Mt Baker – North Ridge

Season – July and August

Time for climb – 4 days

Difficulty – ice steps to 80 degrees, lots 20-30 degree snow, glacier travel

Max Guide/Climber ratio 2:1

Open to 13-Day and Ice Course graduates

Arguably the best technical snow and ice climb in Washington. The North Ridge is a big route comprised of a complicated approach on the heavily crevassed Coleman glacier, steep snow for thousands of feet, some steep ice steps to get over a serac and then dealing with the upper bergschrund. We descend down the Coleman-Deming route for a traverse of the mountain back to camp. This is a committing climb but the rewards are high, views are excellent and the memory will last forever. People wishing to participate in this climb must have taken the long ice course and be willing for the hard work that this route demands. Itinerary; camp on first day, review ice climbing in some seracs on the second, climb on the third day (long day), hike out on the fourth.


Longer trips

Classics of Boston Basin – Boston Basin is a veritable alpine climber’s playground. This area hosts fine granite peaks with varying technical demands and a fun glacier / scramble climb.
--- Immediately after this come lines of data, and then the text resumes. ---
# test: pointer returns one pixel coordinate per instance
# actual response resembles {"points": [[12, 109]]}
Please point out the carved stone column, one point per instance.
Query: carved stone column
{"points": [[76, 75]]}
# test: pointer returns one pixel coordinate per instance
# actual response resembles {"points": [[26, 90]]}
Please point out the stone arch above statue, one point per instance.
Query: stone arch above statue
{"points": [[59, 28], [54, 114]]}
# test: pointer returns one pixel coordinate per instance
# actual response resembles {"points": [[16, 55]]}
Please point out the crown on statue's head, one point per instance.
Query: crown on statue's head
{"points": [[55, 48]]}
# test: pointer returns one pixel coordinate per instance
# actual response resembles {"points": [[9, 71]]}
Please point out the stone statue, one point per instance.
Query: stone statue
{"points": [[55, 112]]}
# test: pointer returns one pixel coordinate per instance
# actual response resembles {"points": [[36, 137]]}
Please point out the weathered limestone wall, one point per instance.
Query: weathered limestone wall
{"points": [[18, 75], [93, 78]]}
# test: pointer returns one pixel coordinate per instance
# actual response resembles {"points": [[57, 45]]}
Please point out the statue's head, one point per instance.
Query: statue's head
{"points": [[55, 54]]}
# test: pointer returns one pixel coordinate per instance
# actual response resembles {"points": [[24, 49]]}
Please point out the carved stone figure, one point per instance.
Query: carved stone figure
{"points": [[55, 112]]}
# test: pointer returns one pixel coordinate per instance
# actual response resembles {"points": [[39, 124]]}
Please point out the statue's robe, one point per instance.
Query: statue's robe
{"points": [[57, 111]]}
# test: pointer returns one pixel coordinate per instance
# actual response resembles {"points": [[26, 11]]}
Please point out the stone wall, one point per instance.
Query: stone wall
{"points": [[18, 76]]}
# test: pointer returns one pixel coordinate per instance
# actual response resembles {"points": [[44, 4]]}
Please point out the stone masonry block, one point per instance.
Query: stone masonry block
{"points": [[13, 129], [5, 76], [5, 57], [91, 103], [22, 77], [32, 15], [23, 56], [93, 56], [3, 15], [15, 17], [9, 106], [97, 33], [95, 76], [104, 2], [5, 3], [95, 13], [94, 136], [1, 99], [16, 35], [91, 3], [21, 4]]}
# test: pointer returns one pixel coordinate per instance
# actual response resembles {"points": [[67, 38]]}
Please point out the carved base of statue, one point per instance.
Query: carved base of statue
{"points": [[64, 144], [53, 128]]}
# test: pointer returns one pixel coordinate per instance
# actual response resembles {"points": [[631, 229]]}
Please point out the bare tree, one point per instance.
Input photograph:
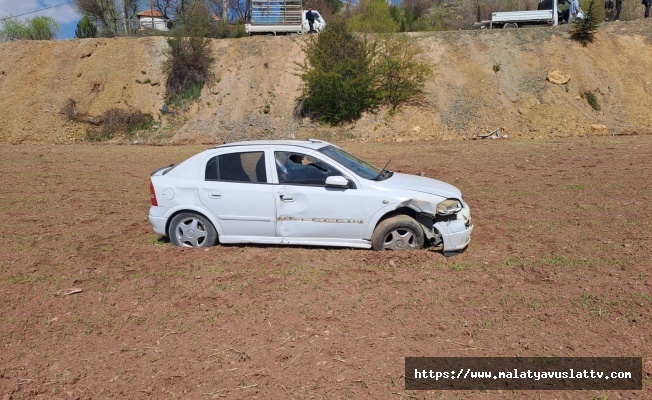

Spend 4 or 5 days in this wonderful basin and climb 3 of the best routes in the area. From one camp, you can do a glacier climb up Sahale Peak, alpine rock of Sharkfin Tower and west ridge of Forbidden Peak. (all detailed above)

Open to 13-Day and Rock Course graduates.

Traverses –

Torment-Forbidden Traverse

Season- June through August
Time for climb- 4 days
Difficulty- glacier travel, steep snow, mid 5th class rock climbing, very long days
Max Guide/Client ratio- 1:1
Open to 13-Day and Rock Course graduates. + 6-Day graduates.

Take the crown jewel of the Boston Basin area and add more of the same sound rock and exposed ridgeline. The Torment-Forbidden Traverse has quickly become a North Cascades classic with the Northwest’s Jim Nelson contributing it to the well known compilation “50 Favorite Climbs of North America”. The route is on sound granite with beautiful views and lots of exposure both on the rock and snow/ice sections.

The traverse requires that climbers utilize a wide range of alpine skills making it a true mountaineer’s outing of committing nature. Steep and exposed snow and rock are encountered but with manageable technical difficulty. The route begins by approaching to the south ridge of Mt. Torment. After ascending Mt. Torment the route then drops to a low notch to gain the ridgeline that spans towards Forbidden. The route continues along the ridgeline dropping at times to steep snow/ice and eventually joins the west ridge of Forbidden (see previous). The are several descent options.